By raising our awareness, we can literally keep death at bay by spreading knowledge, wisdom and courage. It takes either personal experience, or a special dedication to a vision of a better future for girls and women, in order to make a deep, ongoing commitment to breast cancer awareness.

It is so important to get an early diagnosis. In 2006, the American Cancer Society estimated that there would be 212,920 new cases, and of these, 40,970 women would die. Each year, around 1,600 men will be diagnosed and 400 die.

About 30% of patients are women under 40. Women with a family history or other concerns might need to begin screening tests earlier than the recommended annual exam at age 40. Clinical breast exams need to be done at least every 3 years starting at age 20, and every year after 40.

Breast cancer is unique in that it is a disease where there is no known prevention, like there often is with other cancers. We must rely on measures that improve the chances of early detection.
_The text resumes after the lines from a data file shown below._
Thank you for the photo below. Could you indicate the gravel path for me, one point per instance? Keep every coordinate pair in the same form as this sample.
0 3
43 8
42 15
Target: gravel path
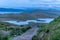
28 35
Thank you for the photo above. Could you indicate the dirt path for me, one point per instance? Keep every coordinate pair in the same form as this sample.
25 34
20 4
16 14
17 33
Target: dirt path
28 35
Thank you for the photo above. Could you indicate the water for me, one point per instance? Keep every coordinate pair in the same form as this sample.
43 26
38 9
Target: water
39 20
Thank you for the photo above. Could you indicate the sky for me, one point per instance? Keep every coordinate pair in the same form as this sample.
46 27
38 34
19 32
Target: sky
29 3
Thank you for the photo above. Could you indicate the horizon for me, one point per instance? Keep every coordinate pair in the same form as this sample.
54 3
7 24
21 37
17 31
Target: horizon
29 3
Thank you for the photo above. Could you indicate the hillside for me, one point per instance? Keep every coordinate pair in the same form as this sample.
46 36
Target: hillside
32 15
49 31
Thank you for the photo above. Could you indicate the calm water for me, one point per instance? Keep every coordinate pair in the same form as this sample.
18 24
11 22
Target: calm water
39 20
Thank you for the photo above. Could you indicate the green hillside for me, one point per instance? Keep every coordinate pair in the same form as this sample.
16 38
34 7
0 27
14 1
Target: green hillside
49 31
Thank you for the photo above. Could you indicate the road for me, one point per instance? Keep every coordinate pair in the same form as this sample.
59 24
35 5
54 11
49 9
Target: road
28 35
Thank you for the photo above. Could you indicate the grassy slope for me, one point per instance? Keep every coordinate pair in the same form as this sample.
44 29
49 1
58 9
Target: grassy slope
14 30
49 31
31 15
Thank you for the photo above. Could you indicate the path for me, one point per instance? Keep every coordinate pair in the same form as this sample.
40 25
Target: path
28 35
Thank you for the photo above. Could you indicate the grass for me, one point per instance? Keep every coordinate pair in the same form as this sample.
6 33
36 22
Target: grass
49 31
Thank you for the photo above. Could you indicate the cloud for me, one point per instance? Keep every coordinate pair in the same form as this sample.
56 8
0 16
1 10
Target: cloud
28 3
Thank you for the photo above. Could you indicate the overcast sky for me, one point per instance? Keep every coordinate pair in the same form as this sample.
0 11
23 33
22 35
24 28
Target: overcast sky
28 3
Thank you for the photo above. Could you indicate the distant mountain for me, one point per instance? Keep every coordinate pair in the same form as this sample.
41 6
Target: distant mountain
28 15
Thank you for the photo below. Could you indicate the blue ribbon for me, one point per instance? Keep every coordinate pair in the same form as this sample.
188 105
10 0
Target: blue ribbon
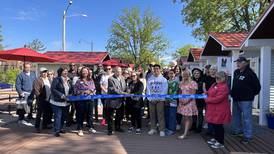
109 96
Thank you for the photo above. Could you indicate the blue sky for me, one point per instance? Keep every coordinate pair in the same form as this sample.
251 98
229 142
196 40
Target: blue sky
25 20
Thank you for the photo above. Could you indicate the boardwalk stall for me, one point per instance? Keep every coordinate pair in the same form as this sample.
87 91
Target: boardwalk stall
261 40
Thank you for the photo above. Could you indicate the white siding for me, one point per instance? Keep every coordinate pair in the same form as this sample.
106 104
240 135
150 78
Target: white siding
272 81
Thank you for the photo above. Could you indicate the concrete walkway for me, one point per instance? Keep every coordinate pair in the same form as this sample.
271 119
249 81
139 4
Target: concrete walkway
21 139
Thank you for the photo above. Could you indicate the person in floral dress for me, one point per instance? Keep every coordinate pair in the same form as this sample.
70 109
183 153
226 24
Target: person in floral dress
187 107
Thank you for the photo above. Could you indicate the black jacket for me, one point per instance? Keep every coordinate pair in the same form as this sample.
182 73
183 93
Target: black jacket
58 90
246 85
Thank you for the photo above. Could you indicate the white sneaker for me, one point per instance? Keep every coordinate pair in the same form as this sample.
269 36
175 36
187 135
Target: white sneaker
92 130
26 123
152 131
217 145
19 121
162 134
80 133
178 127
212 141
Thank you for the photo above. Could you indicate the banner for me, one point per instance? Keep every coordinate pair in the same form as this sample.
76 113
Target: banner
175 96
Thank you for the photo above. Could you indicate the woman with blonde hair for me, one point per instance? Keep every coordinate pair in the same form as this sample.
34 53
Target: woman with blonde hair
187 107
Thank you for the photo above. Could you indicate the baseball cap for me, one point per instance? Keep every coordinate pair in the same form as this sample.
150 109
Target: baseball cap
241 59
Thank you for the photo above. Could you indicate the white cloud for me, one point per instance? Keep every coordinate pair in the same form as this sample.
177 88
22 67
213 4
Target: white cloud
27 15
57 46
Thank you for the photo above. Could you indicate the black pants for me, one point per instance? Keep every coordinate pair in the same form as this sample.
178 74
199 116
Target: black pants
219 132
21 112
96 109
43 109
127 108
179 118
84 110
71 113
198 120
136 117
118 118
104 108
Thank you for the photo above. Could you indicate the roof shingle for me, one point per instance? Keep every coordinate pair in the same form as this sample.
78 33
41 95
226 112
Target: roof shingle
196 53
230 40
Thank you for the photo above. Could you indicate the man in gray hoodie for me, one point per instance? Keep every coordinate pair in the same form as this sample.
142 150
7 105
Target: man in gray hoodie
157 84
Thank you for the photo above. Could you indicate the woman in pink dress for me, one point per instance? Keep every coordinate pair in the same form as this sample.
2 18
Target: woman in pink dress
187 107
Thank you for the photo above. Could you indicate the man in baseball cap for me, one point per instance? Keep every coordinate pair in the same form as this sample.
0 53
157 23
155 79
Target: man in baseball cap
245 87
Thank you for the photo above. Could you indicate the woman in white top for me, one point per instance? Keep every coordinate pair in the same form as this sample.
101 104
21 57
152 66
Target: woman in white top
60 89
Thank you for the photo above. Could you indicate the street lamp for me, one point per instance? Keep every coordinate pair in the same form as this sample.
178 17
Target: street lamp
87 42
64 26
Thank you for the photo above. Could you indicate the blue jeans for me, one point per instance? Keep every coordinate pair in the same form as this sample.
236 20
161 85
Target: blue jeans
84 110
170 118
60 115
242 118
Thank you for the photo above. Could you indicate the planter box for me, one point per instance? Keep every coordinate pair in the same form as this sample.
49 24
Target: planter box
270 120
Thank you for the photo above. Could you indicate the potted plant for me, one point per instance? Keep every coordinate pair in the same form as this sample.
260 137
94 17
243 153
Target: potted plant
270 118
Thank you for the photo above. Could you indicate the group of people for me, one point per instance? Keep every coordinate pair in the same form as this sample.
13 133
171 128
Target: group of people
165 114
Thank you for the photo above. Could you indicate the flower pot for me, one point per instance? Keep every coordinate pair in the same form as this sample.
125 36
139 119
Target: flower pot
270 120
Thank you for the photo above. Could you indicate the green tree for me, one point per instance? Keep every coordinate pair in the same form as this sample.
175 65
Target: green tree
183 51
136 38
36 45
9 76
1 39
221 15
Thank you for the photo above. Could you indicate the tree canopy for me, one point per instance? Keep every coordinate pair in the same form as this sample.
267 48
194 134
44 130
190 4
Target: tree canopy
1 39
183 51
221 15
136 37
36 45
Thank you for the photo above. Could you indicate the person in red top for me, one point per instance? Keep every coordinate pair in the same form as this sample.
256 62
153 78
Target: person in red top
218 109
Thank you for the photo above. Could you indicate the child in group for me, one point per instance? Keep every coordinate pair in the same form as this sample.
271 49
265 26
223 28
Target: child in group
171 104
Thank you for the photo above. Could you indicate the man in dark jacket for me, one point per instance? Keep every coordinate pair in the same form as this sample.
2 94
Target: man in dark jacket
245 87
23 85
116 85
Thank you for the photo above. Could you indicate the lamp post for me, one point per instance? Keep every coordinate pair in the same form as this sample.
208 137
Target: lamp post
64 27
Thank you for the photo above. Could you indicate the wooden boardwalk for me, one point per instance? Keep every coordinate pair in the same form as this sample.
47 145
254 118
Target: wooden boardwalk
21 139
263 142
18 139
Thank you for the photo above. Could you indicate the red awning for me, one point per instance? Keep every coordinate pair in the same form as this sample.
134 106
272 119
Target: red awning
25 54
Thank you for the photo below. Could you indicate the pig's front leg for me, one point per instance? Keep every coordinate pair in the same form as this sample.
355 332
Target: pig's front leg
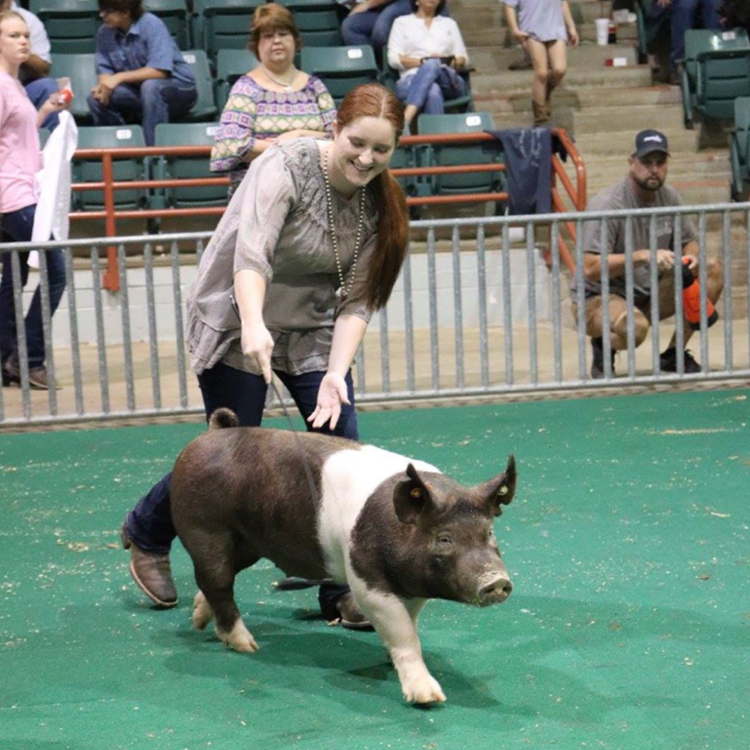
395 622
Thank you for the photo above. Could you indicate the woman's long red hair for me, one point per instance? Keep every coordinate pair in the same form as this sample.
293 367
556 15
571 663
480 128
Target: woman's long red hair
374 100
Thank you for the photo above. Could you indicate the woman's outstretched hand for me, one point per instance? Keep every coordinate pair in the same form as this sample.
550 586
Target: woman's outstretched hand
257 344
331 394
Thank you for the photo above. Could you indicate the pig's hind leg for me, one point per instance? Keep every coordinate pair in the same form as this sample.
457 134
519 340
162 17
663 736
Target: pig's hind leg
202 612
215 579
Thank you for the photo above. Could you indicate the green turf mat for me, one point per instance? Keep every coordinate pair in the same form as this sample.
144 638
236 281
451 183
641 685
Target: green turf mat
628 628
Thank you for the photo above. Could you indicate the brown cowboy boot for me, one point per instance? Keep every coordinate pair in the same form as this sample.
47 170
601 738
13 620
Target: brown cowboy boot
541 114
151 571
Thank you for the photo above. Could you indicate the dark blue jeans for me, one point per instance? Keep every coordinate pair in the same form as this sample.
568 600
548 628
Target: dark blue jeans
430 86
150 522
155 101
683 17
17 227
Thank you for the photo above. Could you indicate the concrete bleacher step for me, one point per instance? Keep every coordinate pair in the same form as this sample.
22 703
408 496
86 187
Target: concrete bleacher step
506 82
574 99
495 58
630 119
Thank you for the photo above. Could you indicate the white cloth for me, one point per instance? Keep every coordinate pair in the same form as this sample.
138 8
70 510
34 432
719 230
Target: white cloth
39 40
51 217
411 37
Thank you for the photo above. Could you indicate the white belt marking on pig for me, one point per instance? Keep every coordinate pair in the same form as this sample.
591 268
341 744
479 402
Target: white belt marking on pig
348 478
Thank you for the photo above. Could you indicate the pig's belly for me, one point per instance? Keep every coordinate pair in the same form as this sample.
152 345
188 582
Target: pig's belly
348 478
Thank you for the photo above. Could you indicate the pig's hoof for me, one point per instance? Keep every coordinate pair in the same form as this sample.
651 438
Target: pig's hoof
425 689
202 612
239 638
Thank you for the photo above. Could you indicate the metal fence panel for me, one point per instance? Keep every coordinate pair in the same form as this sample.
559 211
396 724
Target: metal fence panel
476 311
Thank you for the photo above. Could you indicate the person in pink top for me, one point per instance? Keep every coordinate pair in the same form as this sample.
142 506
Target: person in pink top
20 160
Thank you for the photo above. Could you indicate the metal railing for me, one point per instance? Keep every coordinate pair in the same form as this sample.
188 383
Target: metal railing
471 316
575 193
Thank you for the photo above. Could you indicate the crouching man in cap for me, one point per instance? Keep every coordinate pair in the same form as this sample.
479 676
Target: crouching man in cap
643 188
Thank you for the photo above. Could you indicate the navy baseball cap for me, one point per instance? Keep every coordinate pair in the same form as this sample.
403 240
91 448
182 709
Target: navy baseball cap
648 141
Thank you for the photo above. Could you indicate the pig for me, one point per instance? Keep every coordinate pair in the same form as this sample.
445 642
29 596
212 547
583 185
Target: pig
396 530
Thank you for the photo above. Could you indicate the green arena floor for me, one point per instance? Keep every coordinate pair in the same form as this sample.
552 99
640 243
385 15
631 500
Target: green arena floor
628 628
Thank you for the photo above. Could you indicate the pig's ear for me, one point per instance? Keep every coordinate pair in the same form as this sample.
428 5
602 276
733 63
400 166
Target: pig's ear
411 496
500 490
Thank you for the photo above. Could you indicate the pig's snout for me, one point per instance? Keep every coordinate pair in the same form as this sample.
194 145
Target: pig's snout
495 591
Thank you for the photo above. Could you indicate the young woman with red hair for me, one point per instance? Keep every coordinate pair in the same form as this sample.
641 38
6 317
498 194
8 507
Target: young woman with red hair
310 246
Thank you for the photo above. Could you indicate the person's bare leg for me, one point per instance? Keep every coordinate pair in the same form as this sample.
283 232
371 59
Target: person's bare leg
538 53
558 64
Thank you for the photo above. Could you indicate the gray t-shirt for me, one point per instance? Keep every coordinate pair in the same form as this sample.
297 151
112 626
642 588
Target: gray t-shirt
277 224
622 197
541 19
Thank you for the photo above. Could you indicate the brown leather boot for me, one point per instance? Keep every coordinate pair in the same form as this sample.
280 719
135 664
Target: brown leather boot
541 114
151 571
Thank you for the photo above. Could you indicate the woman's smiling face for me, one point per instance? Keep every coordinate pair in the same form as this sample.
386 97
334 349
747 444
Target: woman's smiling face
361 151
14 41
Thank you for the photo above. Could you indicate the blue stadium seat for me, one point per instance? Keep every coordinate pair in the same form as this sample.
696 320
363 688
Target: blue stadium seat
230 65
71 24
175 15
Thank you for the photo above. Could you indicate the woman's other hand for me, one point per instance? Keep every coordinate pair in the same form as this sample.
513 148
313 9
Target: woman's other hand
257 345
56 103
331 394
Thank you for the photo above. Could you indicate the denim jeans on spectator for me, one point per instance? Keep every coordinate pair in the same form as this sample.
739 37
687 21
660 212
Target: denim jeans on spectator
38 92
17 227
155 101
683 17
374 26
430 86
150 522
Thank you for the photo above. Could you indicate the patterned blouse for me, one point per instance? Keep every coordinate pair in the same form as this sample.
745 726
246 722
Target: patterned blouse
254 113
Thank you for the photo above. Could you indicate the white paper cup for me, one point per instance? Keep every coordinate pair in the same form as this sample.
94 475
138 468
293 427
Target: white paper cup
602 31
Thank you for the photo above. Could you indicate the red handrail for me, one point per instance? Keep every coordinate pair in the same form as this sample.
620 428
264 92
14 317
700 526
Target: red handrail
576 193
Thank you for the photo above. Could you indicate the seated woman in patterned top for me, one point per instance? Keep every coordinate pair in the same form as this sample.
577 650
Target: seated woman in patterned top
273 102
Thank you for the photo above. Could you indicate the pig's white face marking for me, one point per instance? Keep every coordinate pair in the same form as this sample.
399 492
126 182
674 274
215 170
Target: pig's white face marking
239 638
202 612
348 478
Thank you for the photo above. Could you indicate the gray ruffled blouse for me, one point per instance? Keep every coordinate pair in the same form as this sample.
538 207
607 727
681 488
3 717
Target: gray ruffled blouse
277 224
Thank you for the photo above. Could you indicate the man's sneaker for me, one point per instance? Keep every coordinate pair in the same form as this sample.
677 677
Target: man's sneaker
668 362
597 361
151 571
38 378
9 377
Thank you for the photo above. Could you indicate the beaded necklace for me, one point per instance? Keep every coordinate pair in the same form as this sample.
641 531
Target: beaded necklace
343 289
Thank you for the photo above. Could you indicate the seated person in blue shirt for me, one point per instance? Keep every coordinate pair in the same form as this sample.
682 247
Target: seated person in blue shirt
143 77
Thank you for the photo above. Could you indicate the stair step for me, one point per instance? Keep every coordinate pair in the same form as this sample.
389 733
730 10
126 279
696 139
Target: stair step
504 83
494 58
630 119
602 96
492 31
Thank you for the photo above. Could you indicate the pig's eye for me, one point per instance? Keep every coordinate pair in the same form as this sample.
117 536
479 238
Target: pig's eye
445 540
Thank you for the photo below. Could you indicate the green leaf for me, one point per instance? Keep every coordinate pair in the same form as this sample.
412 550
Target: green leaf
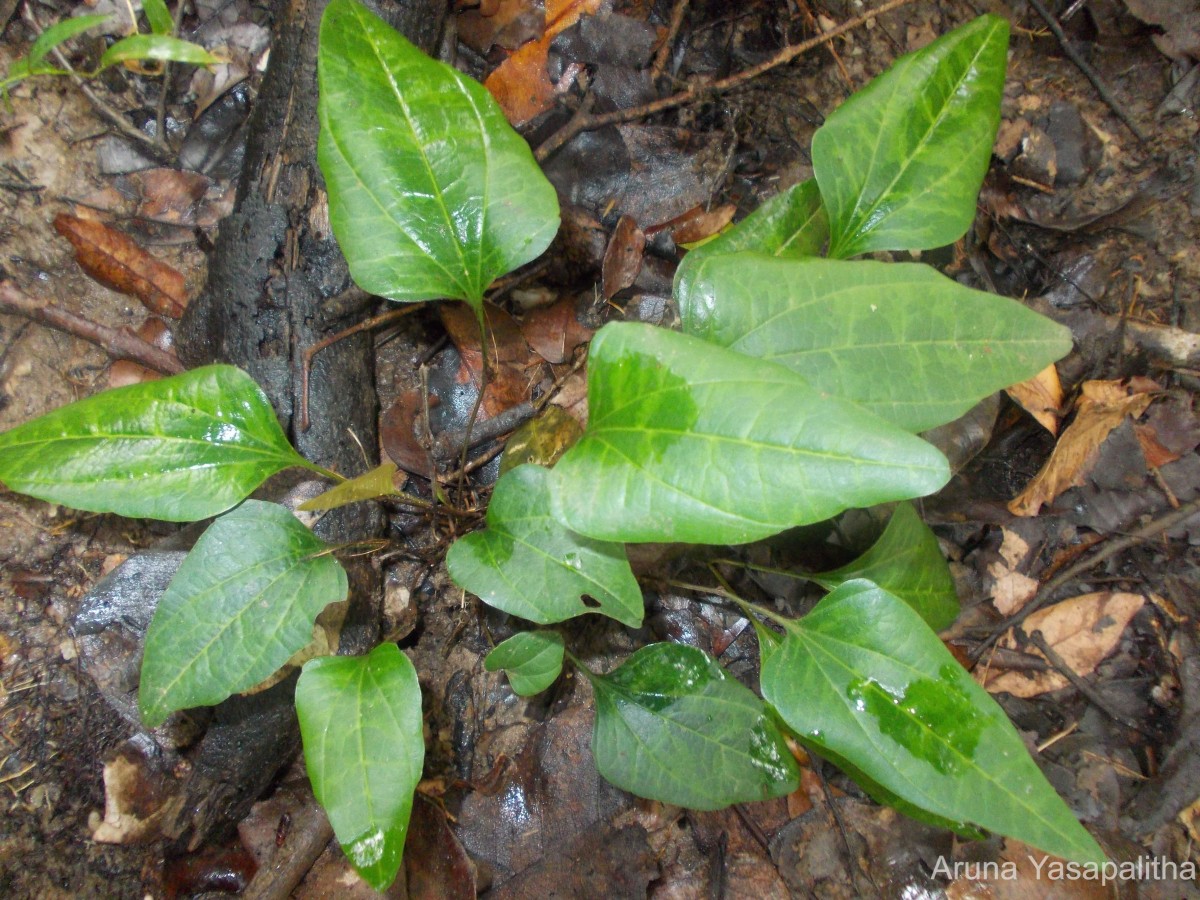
156 47
431 192
689 442
865 677
241 604
367 486
901 161
529 565
907 563
178 449
159 16
672 726
531 659
360 720
791 225
900 339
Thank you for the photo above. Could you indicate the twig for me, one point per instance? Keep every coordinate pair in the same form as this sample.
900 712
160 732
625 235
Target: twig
118 342
1090 73
325 342
1109 550
1083 687
664 53
588 123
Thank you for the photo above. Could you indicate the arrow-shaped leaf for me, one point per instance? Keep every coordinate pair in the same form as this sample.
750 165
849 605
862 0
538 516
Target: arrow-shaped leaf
864 676
241 604
531 659
529 565
672 726
900 339
689 442
431 192
179 449
900 162
360 719
907 563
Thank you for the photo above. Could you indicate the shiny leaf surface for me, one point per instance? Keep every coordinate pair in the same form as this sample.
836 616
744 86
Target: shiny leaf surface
907 563
900 339
900 162
360 719
864 676
689 442
531 659
243 601
178 449
431 193
672 726
529 565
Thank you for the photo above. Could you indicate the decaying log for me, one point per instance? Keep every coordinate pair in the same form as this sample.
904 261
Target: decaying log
273 276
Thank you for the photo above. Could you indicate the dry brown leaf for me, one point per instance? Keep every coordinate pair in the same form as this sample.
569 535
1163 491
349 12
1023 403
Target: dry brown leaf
1041 396
1083 631
623 258
117 262
1101 407
521 84
1011 589
555 331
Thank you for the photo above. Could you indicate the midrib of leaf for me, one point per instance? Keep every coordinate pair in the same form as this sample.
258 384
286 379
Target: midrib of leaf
816 651
924 139
425 160
237 617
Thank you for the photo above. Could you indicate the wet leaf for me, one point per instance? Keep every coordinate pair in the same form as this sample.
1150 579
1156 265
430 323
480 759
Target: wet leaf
532 660
360 719
623 258
541 441
241 604
1081 630
900 162
903 340
367 486
163 48
117 262
555 330
431 193
672 726
1041 396
791 225
689 442
1102 407
864 676
907 563
529 565
178 449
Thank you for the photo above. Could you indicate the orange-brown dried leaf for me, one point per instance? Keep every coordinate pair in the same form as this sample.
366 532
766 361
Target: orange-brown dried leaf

Breast cancer is the second leading cause of death from cancer among women in the United States, behind lung cancer. The five-year survival rate is 90%. For breast cancer detected early, having not spread to the lymph nodes, the five-year survival rate is 98%. Awareness could help save tens of thousands of lives each year by helping women get diagnosed earlier through regular screening.

The death rate dropped significantly from 1989 to 2003, a decline mostly due to the increasing role of mammography in detecting early-stage tumors, as well as improvements in therapy.

New diagnostic methods are coming soon. According to Science Daily, in the future, dentists may be able to administer a simple, non-invasive saliva test for at regular dental checkups. Though not yet approved by the FDA, if this method of diagnosis does receive approval, dentists and physicians could collaborate to diagnose breast cancer earlier.

You raise your own awareness when you:

* Talk with doctors, nurses, advocates, and survivors.

* Read books and articles and visit websites.

* Participate in the annual Breast Cancer Awareness Month events in October, as well as year-round awareness events such as those sponsored by Susan G. Komen for the Cure.

* Do monthly self-exams. Though not all lumps are detectable by touch, 70% is found through monthly breast self-exams.

* Have regular mammograms starting at age 40.

You or someone you know may be the one woman in eight who will develop breast cancer during her lifetime. Develop your awareness and give yourself and someone else the gift of life!